Redefining Your Purpose

The identity of a helping professional needs a makeover. Of course, we will continue to strive to help everyone we can. But professionals must truly accept that, like our patients, we are only human and therefore deeply imperfect. And perhaps accepting our vulnerability can be the basis of a new kind of purpose.

For example, instead of helping people, our core purpose may be to simply accompany people through their suffering. This, as helping professionals, could be our most profound gift – not our training, not our education – but our ability to hold space for the fragility of life. Our purpose may be to simply do our best to be kind while we work diligently with our imperfect tools.
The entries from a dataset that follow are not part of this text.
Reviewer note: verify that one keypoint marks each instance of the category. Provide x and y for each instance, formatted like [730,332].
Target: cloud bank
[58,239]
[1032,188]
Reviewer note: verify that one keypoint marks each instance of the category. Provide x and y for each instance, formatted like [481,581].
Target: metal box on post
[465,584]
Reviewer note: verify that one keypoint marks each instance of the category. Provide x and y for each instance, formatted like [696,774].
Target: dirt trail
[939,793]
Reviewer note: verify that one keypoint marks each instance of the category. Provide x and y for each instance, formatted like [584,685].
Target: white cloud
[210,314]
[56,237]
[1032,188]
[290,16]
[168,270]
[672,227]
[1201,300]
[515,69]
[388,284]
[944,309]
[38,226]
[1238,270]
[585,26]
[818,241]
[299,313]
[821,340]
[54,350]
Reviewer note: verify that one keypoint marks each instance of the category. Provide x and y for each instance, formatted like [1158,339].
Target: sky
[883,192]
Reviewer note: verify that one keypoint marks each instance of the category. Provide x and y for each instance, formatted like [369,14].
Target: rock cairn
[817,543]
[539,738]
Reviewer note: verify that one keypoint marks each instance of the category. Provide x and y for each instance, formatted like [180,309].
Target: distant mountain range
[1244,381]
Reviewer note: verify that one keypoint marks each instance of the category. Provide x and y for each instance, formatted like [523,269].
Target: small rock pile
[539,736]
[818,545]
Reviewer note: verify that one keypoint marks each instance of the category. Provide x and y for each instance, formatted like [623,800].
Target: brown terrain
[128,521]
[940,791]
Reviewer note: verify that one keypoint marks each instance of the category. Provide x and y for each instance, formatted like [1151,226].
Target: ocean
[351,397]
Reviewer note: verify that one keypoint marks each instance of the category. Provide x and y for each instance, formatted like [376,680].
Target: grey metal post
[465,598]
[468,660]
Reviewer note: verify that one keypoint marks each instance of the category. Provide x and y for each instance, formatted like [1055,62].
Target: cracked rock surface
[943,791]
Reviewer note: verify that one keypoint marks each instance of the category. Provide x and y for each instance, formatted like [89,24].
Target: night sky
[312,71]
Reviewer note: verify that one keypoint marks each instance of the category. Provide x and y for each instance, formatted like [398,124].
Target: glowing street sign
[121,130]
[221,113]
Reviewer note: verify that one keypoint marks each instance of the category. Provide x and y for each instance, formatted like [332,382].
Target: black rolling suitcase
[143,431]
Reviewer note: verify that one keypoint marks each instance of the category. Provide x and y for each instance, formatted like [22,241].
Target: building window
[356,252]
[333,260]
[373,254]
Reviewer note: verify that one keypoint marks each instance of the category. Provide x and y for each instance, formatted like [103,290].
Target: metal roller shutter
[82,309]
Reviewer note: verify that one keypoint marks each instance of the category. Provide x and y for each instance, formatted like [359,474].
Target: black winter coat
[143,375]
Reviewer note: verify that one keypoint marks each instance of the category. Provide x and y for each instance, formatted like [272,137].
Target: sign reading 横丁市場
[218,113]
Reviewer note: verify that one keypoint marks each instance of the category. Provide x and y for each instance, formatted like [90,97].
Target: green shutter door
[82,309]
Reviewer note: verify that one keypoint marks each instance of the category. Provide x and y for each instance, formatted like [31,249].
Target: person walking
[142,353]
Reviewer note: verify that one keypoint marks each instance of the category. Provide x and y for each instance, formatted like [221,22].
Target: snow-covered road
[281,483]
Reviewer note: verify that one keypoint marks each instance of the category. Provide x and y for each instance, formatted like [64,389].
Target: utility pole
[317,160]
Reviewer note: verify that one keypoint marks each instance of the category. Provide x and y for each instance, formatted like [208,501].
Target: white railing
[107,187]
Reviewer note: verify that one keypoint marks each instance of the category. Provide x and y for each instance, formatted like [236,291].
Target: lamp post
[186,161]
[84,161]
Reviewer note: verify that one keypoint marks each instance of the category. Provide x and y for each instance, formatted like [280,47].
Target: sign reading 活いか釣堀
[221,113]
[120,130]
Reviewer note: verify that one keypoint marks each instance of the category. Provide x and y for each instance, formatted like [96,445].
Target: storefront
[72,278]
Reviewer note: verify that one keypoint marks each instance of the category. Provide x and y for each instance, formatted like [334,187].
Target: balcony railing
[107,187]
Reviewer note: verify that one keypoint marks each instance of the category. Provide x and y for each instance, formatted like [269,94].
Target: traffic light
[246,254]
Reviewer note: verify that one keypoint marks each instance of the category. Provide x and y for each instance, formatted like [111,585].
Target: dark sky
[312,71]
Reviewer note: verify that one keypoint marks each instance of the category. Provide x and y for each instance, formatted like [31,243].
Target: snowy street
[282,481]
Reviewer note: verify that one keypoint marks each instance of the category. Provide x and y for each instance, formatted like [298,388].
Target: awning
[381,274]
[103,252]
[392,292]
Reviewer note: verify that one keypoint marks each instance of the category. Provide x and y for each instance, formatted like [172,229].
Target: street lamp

Focusing on the Collective, Not the Individual

While internal transformation can be a protective factor against caregiver strain, it is an incomplete solution. Caregiver strain cannot simply be framed as an individual problem, where the onus is on the individual to stay healthy by managing their response to feeling overwhelmed. This way of thinking only engenders shame and guilt in professionals when they find themselves experiencing real, human emotions in response to witnessing terrible events.

The helping field needs to take a hard look, not just at the world, but at the systems that overwhelm the helper. What of the structures that assign professionals three times their caseload, then send them home with meager pay and vague prescriptions for self-care? Can fresh beliefs truly sustain workers when their labor is exploited by an indifferent system?

Instead, let us share the responsibility for sustaining the health of helping professionals. We need systems that understand and allow for our humanity, our imperfections, our vulnerability. Let us consider building systems that respect and care for the dignity of the helpers as well as the patients. In this way, we carry collective responsibility to care for each other, rather than suffering individually in silos of caregiver strain.